ChemMaps: Towards an approach for visualizing the chemical space based on adaptive satellite compounds

F1000Res. 2017 Jul 17:6:Chem Inf Sci-1134. doi: 10.12688/f1000research.12095.2. eCollection 2017.

Abstract

We present a novel approach called ChemMaps for visualizing chemical space based on the similarity matrix of compound datasets generated with molecular fingerprints' similarity. The method uses a 'satellites' approach, where satellites are, in principle, molecules whose similarity to the rest of the molecules in the database provides sufficient information for generating a visualization of the chemical space. Such an approach could help make chemical space visualizations more efficient.
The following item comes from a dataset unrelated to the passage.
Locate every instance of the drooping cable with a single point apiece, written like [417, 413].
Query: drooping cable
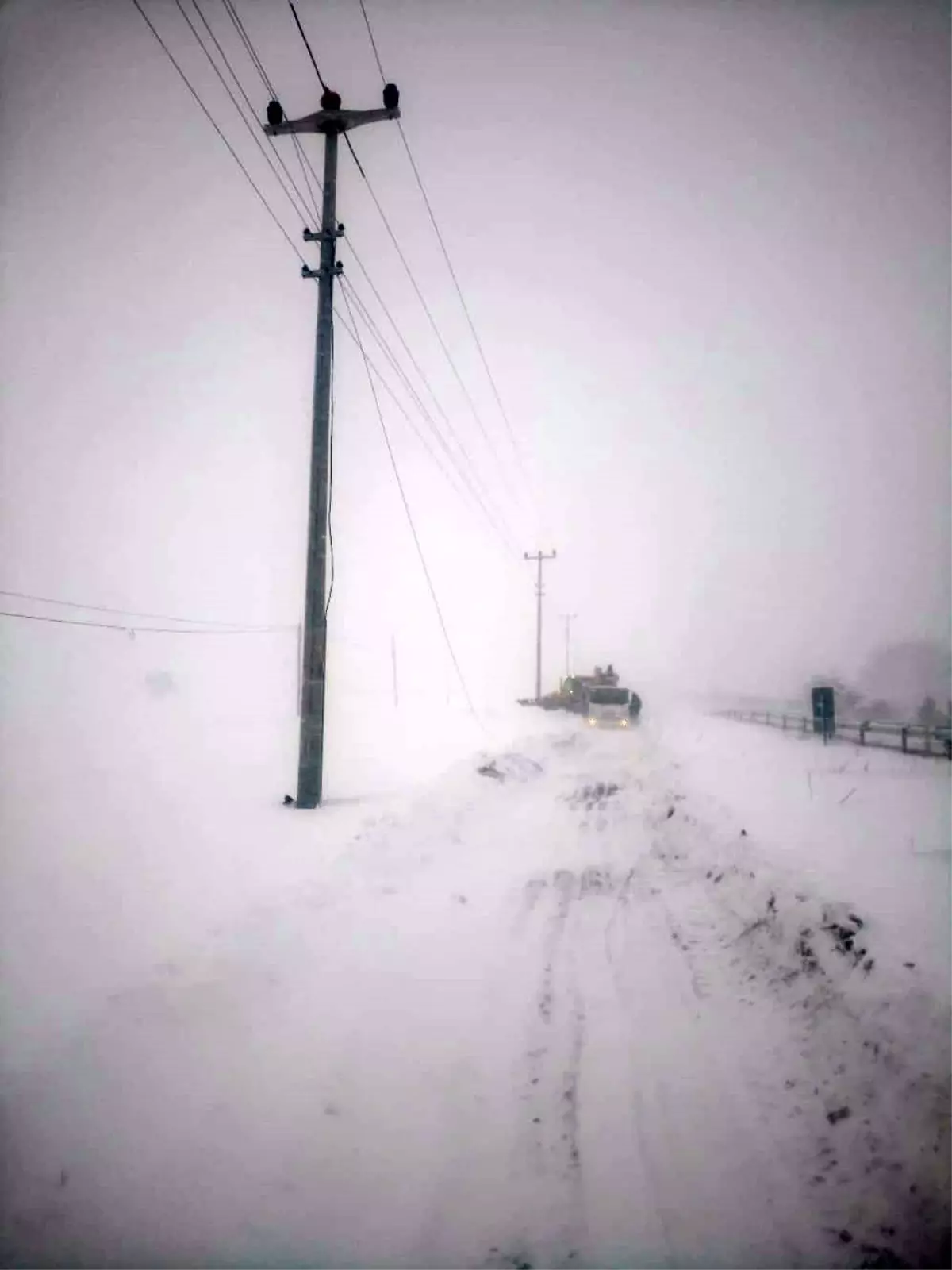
[225, 140]
[447, 258]
[413, 526]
We hereby describe a proof-of-principle application of the method to various databases that have different diversity measures. Unsurprisingly, we found the method works better with databases that have low 2D diversity. 3D diversity played a secondary role, although it seems to be more relevant as 2D diversity increases. For less diverse datasets, taking as few as 25% satellites seems to be sufficient for a fair depiction of the chemical space. We propose to iteratively increase the satellites number by a factor of 5% relative to the whole database, and stop when the new and the prior chemical space correlate highly. This Research Note represents a first exploratory step, prior to the full application of this method for several datasets.

Keywords: chemical space; data visualization; epigenetics; principal components analysis; similarity matrix.

Grants and funding

Consejo Nacional de Tecnología (CONACyT) scholarship 622969 (JJN). Universidad Nacional Autónoma de México (UNAM), Programa de Apoyo a la Investigación y el Posgrado PAIP, grant 5000-9163 (JLMF) and Programa de Apoyo a Proyectos de Investigación e Innovación Tecnológica PAPIIT, grant IA204016 (JLMF).